Beautiful pup Mel! You won't know how you got by with out one when he starts picking up your birds!


----------



## WOODIE13 (Oct 27, 2016)

Smiley said:


> Beautiful pup Mel! You won't know how you got by with out one when he starts picking up your birds!



I hear you brother


----------



## WOODIE13 (Nov 30, 2016)

Got him this past Sunday, been working the rapport, truck, dog socialization and gun fire familiarization from a distance.

Grandkids love him, oldest even gave him his teddy from when he was little.  

9 WKS old


----------



## Dub (Nov 30, 2016)

Boss....you are tearing my nerves up with those pics.


Awesomeness curled up there.


----------



## WOODIE13 (Nov 30, 2016)

Next in order is get him use to the duck boat, kayaks and a pigeon shoot this summer after I get him solid on gunfire.

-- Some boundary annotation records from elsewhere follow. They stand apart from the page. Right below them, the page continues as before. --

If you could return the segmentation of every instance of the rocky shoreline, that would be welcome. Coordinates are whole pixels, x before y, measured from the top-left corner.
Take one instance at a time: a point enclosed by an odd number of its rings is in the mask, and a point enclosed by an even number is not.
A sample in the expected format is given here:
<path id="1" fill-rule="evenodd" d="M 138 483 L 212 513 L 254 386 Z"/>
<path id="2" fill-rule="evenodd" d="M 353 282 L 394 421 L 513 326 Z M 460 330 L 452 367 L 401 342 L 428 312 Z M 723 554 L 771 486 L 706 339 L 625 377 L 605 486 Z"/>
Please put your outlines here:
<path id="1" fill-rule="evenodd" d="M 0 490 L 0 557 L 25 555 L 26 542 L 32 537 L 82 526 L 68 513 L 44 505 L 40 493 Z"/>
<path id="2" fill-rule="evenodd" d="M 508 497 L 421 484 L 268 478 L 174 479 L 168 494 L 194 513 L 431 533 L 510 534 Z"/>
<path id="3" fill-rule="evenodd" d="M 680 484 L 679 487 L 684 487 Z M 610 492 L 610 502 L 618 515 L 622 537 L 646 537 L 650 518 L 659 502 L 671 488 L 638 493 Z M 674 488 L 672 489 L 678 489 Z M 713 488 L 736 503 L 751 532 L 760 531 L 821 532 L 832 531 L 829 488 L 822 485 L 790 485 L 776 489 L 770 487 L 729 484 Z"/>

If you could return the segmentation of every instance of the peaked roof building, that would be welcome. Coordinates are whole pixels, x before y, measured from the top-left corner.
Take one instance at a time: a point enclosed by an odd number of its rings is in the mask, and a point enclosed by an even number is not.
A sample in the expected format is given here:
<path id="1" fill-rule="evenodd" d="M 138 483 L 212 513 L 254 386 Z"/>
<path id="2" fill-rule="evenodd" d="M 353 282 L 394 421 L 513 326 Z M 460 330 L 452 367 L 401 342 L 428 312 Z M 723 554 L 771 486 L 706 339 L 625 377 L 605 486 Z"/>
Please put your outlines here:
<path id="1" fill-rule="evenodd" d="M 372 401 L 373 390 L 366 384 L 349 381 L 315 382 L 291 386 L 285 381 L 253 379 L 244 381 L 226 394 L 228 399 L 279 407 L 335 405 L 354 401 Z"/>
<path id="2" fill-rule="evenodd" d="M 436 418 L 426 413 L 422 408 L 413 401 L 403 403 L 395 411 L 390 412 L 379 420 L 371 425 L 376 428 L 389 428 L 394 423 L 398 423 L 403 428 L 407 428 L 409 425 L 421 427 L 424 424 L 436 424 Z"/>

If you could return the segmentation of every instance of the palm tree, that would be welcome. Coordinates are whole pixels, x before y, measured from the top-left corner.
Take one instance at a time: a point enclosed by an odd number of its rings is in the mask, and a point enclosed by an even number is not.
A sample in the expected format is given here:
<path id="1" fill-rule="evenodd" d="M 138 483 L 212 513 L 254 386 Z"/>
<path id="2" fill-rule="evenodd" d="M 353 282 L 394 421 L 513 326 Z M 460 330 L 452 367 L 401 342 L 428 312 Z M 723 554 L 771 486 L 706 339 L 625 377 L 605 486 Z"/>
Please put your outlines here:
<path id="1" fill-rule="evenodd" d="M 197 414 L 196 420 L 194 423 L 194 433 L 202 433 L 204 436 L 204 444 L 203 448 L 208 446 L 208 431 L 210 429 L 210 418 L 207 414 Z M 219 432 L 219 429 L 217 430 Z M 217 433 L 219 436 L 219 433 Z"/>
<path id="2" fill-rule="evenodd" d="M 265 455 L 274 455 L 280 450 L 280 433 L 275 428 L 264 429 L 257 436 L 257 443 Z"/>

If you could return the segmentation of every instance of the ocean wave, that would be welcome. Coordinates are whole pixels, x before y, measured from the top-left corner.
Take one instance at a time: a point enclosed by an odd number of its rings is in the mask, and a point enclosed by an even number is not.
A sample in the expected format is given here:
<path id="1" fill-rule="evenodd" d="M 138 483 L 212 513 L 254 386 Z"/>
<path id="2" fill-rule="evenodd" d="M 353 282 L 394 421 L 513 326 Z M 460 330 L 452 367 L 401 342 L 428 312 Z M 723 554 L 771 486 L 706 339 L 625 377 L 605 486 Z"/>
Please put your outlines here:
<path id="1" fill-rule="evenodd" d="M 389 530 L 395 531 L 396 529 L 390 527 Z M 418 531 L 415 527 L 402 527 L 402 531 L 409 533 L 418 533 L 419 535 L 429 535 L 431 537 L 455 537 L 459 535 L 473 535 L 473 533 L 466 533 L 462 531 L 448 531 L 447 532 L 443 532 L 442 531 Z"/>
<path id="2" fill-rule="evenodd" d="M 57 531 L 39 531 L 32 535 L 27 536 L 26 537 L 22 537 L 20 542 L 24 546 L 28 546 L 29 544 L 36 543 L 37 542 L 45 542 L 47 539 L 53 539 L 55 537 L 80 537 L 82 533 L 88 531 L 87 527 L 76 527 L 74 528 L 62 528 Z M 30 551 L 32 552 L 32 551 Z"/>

His father points as well, saw that a few times with the duck wing, he locks up.  Maybe time for grouse


----------



## Woadie (Dec 7, 2016)

My wife and I are about to get a chocolate female lab at the first of the year.   I can't wait.  I've read water dog and the wildrose book.  Hopefully I can make a semblance of a duck dog .


----------



## mizzippi jb (Dec 7, 2016)

Woadie, a word of advice (from experience) ditch water dog and wildrose.  Look at Bill Hillman for all needs puppy and then step up to Evan Graham Smartworks for basic and advanced training.  If you wanna go a little further, Mike Lardy.


----------



## Woadie (Dec 8, 2016)

Good deal.  I'll denfinately do that.  Thanks for the heads up.   What was your experience with those two books?


----------